И вот со светом замечаю поблизости знакомую мне, родную вернее, ногу в сапоге, раскуроченном взрывом. Добрый был сапог.

– Леня, – говорю, – сапог мой – вона.

Совсем тогда рехнулся, позабыв, что Леня не откликнется, сколько его ни аукай.

Хлебнул еще для душка из фляги, пополз, долго полз, вер-таюсь с ногой своей несчастной в руке. Все думаю, жить пора продолжать, других дел больше нету, слава Тебе, Господи, отвоевался парень, что-то его дальше, болезного, ждет?…

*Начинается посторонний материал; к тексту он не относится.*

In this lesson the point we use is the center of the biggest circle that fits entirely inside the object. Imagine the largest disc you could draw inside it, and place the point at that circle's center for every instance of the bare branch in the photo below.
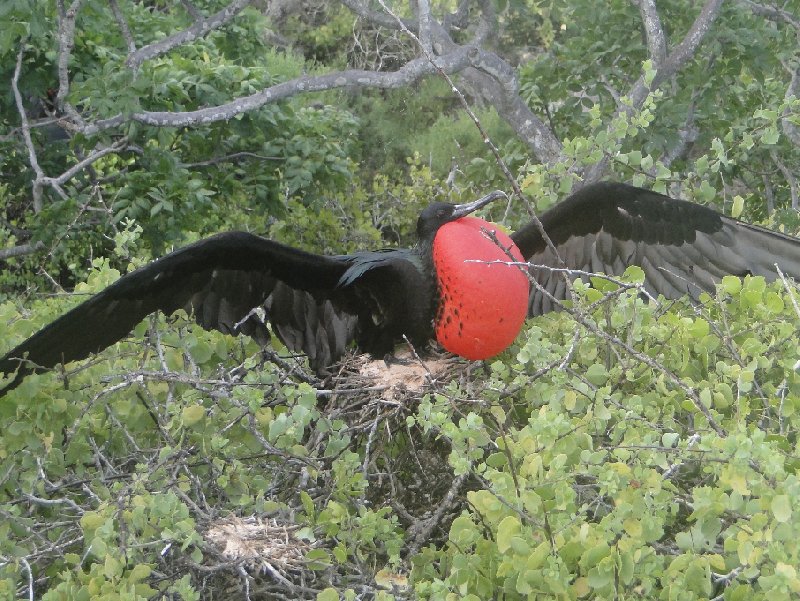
(123, 26)
(22, 249)
(424, 9)
(790, 179)
(26, 131)
(409, 73)
(66, 41)
(192, 10)
(675, 61)
(791, 130)
(81, 165)
(383, 19)
(198, 30)
(654, 32)
(773, 13)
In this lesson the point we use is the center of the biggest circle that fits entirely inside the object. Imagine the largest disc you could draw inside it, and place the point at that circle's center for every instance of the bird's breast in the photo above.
(483, 300)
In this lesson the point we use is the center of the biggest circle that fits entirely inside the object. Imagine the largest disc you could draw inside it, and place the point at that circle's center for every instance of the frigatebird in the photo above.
(315, 303)
(456, 284)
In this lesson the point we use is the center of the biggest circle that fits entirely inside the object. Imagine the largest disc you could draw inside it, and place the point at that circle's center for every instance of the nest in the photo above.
(262, 545)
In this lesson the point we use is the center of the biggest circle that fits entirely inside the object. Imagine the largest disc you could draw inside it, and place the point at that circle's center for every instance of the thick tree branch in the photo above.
(123, 26)
(676, 60)
(408, 74)
(66, 41)
(199, 29)
(26, 131)
(654, 32)
(22, 249)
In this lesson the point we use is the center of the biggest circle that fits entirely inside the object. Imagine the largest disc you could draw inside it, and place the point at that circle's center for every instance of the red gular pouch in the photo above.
(482, 304)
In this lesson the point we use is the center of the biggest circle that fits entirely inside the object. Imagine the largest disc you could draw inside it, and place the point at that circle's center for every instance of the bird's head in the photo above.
(437, 214)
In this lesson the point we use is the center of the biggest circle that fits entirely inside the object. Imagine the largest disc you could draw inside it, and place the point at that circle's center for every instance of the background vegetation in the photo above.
(621, 450)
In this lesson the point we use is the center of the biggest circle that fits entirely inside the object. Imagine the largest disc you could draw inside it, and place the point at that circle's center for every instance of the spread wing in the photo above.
(682, 247)
(219, 280)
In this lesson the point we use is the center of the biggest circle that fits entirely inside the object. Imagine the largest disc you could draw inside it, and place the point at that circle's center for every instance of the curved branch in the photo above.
(22, 249)
(408, 74)
(675, 61)
(654, 32)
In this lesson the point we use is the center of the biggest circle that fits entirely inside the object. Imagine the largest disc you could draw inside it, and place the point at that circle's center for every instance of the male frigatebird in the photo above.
(319, 304)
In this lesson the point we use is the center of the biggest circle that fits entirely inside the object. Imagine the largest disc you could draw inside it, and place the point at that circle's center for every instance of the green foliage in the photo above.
(604, 477)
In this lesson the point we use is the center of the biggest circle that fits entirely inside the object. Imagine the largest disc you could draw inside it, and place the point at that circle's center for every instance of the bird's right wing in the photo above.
(219, 280)
(683, 248)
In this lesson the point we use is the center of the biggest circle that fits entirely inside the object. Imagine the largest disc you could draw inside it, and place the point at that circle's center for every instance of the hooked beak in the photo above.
(465, 209)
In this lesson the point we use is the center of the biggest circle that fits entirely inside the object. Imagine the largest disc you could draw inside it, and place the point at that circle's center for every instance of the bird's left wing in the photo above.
(219, 280)
(683, 248)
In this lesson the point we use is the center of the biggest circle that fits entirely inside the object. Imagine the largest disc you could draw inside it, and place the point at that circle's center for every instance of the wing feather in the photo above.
(682, 247)
(219, 280)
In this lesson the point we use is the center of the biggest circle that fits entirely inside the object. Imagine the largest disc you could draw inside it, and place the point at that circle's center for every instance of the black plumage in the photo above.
(316, 304)
(683, 248)
(320, 304)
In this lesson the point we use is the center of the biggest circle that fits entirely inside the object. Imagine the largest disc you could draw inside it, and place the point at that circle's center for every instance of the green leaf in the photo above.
(597, 374)
(738, 206)
(781, 508)
(329, 594)
(192, 415)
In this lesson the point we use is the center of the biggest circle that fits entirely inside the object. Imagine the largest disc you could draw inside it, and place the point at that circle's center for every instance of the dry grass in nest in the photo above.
(263, 545)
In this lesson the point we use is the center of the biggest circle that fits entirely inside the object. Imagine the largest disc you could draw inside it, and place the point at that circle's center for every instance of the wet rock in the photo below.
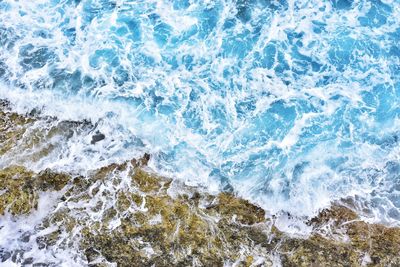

Не знаю, как уж тогда башка моя скумекала, что надо махнуться с Леней документишками – солдатскими книжками. Он ведь был один на белом свете, сирота, и у меня, кроме Нюшки оставленной, тоже никого не было. Только вот биография моя, как говорится, тянула меня, ровно камень под воду. Отец с большевиками в чем-то не столковался, учуял зверя, над народом нависшего, хоть и сам был большевиком поначалу, в Кронштадте заварушку устроил, ну, ленинцы-сталинцы его и кокнули.

В школе, сами знаете, маршал, понимаете, жизни мне не было, травили, в техникум даже не взяли, не то что в вуз, а я ведь учиться ужасно хотел, голова была на плечах неплохая, толк бы вышел из меня. Не понимала этого дуpa зловредная – советская власть… В пастухах ходи, вражеский выблядок, яблочко от яблоньки недалеко упало…

Нюшку я за что полюбил навек? Выйти она за меня не побоялась. На всех харкнула с комсомолом вместе, с активистами, стенгазетами и прочей бодягой… Вот какая баба была, маршал.